In a recent opinion piece for the Wall Street Journal I highlighted the plight of America’s Finest, a fishing vessel that, unless it is granted a waiver, will be prohibited from operating in U.S. waters due to its violation of the Jones Act. Although built in Washington state, the ship used steel, amounting to approximately 10 percent of the ship’s weight, that was cut and bent in the Netherlands. Coast Guard rules related to the Jones Act limit the amount of such foreign-modified steel to 1.5 percent (foreign-made raw steel, in contrast, can be used in unlimited amounts). Unsurprisingly the column has generated some notes of dissent, including a letter to the editor from Chris Philips, the managing editor of Fishermen’s News:
Regarding Colin Grabow’s “The Jones Act Drives America’s Finest Into Exile” (op-ed, April 30): The Jones Act is a cabotage rule similar to those enacted in most countries having a coastline, including Canada, Japan, South Korea, China, Germany and France. Mr. Grabow claims: “The shipyard says it simply wasn’t aware of the rule.” The shipyard in question has been building Jones Act vessels for more than 40 years. No one at Dakota Creek Industries, from the security guard to the president, is unaware of the rule.
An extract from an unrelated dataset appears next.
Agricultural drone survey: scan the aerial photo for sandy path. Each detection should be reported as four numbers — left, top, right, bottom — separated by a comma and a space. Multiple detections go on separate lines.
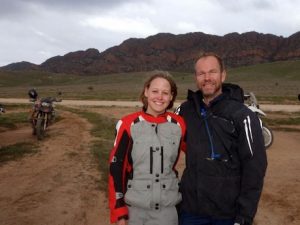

Mr. Philips is correct that the Jones Act is a cabotage rule. His contention that it is similar to those of most countries, and those he lists in particular, however, is incorrect. The World Economic Forum, for example, has described the Jones Act as the “most restrictive example” of such laws and none of the countries listed by Philips feature the Jones Act’s requirement that ships engaged in cabotage trade be domestically built. Furthermore, both Germany and France as members of the European Union allow ships from other EU members to engage in cabotage. As for the claim by the shipyard which built the America’s Finest that it was “wasn’t aware of the rule,” a fair reading of my column makes plain that this was in reference not to the Jones Act, but rather its specific restriction that foreign-modified steel was limited to 1.5 percent of the ship’s weight. Indeed, I cited that 1.5 percent figure in the sentence preceding the claim about a lack of awareness. Philips then continues:
Mr. Grabow says the price of new vessels encourages the use of older ships. This is a no-brainer and a non sequitur. The same market forces apply to any depreciable asset world-wide. He also makes the oft-repeated claim that the Jones Act “made it difficult to ship emergency aid to Puerto Rico.” This is simply false.
Such comments reflect a failure to engage with the substance of what I wrote. By prohibiting access to foreign-built ships—or in this case, domestically-built ships which use too much foreign-worked steel—the Jones Act artificially drives up the cost of newer vessels. This, in turn, forces mariners to work on ships that are less safe and efficient than newer vessels. Indeed, the company which ordered America’s Finest was motivated in part by a desire for greater efficiency and to provide its employees with safety improvements. This is by no means a non sequitur, and gets to the core of the burden imposed by the Jones Act. Regarding aid to Puerto Rico, meanwhile, I stand by my words. Greenpeace, for example, says that it would have been easily able to transport donated supplies on a foreign-registered vessel to Puerto Rico absent the Jones Act, but instead the matter was “quite complicated.” Economist Thomas Grennes further notes that a “Norwegian-flag ship that was docked in New Orleans offered to take supplies to Puerto Rico, but the waiver expired before it could complete its voyage.” Philips concludes:
The Jones Act exists to protect our nation’s shipbuilding industry, which is critical to the security of this country. Those of us in the maritime and military fields understand this very well.
If this is so then the Jones Act, as typical of protectionist schemes, is a failure. In 2015 the U.S. Maritime Administration (MARAD) listed the number of active shipyards in the United States at 124 of which only 22 are “mid-sized to large shipyards capable of building naval ships and submarines, oceangoing cargo ships, drilling rigs and high-value, high-complexity mid-sized vessels.” In comparison, Japan currently has over 1,000 shipyards and it is estimated that China has over 2,000. Europe has roughly 60 shipyards capable of producing ships at least 150 meters in length. Measured in terms of output the picture is equally dismal, with the shipbuilding sector hugely dependent on government contracts. As MARAD itself notes, 10 out of 12 large deep-draft vessels delivered in 2014 were to U.S. government agencies and “98 out of the 150 new vessels ordered from U.S. private shipbuilders [that year] were for the U.S. military.” This lack of competitiveness and dependence on government is also evidenced by the fact that from 2006–2016 U.S. shipyards produced an average of merely 4.1 tankers and cargo ships per year. This is the opposite of a thriving sector. Such statistics are the tip of the iceberg in documenting the Jones Act’s myriad shortcomings, both in terms of ensuring a healthy shipbuilding sector and bolstering the country’s national security.